从以上结果可以看出,FasterTokenizer 对比 ErnieTokenizer的性能提升非常明显。

同时,为了获得更好的推理部署体验,PaddleNLP 2.2版本将高性能文本处理FasterTokenizer内置到ERNIE模型内形成FasterERNIE模型。

下图是我们在Intel® Xeon® Gold 6271C CPU @ 2.60GHz 机器上使用16个线程,文本长度为128时,测试不同框架文本处理性能吞吐率。

FasterERNIE

我们以中文情感分类公开数据集ChnSentiCorp为示例数据集,展示FasterERNIE训练、预测、部署如何使用。

加载数据集和模型

FasterErnieForSequenceClassification是ERNIE用于微调文本分类的常用网络结构。

FasterErnieForSequenceClassification支持以下预训练模型:

支持模型FasterTokenizer API Usage
ERNIE, ChineseFasterErnieForSequenceClassification.from_pretrained("ernie-1.0")
ERNIE 2.0 Base, EnglishFasterErnieForSequenceClassification.from_pretrained("ernie-2.0-en")
ERNIE 2.0 Large, EnglishFasterErnieForSequenceClassification.from_pretrained("ernie-2.0-large-en")
import os

import paddle
import paddle.nn.functional as F
import paddlenlp as ppnlp
from paddlenlp.datasets import load_dataset
from paddlenlp.transformers import LinearDecayWithWarmup
from paddlenlp.experimental import FasterErnieForSequenceClassification, to_tensor


def create_dataloader(dataset, mode='train', batch_size=1):
    def trans_fn(example):
        return {
            # 文本
            "text": example["text"],
            # 标签
            "label": np.array(
                example["label"], dtype="int64")
        }

    dataset.map(trans_fn)
    shuffle = True if mode == 'train' else False
    if mode == 'train':
        batch_sampler = paddle.io.DistributedBatchSampler(
            dataset, batch_size=batch_size, shuffle=shuffle)
    else:
        batch_sampler = paddle.io.BatchSampler(
            dataset, batch_size=batch_size, shuffle=shuffle)

    return paddle.io.DataLoader(dataset=dataset, batch_sampler=batch_sampler)

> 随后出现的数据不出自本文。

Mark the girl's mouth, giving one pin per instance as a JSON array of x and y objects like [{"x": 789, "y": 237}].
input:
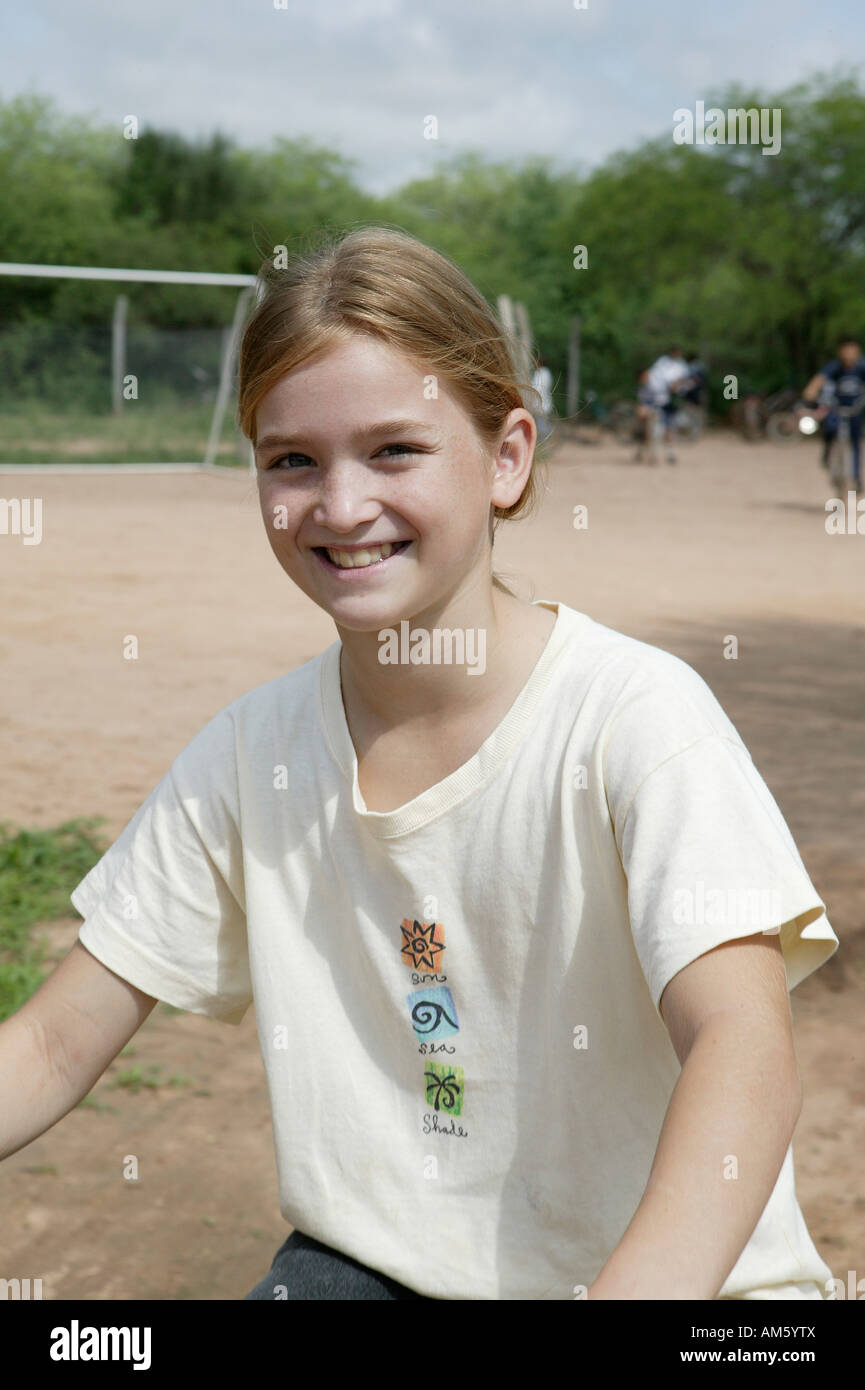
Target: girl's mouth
[{"x": 366, "y": 560}]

train_ds, dev_ds = load_dataset("chnsenticorp", splits=["train", "dev"])

max_seq_len = 128
batch_size = 32
# 加载模型
model = FasterErnieForSequenceClassification.from_pretrained(
    'ernie-1.0',
    num_classes=len(train_ds.label_list),
    max_seq_len=max_seq_len)

# 加载训练集
train_data_loader = create_dataloader(
    train_ds, mode='train', batch_size=batch_size)
# 加载验证集
dev_data_loader = create_dataloader(
    dev_ds, mode='dev', batch_size=batch_size)

模型训练和评估

定义损失函数、优化器以及评价指标后,即可开始训练。

epochs = 3
learning_rate = 5e-5
warmup_proportion = 0.1
weight_decay = 0.01

num_training_steps = len(train_data_loader) * epochs

# 学习率变化策略
lr_scheduler = LinearDecayWithWarmup(learning_rate, num_training_steps, warmup_proportion)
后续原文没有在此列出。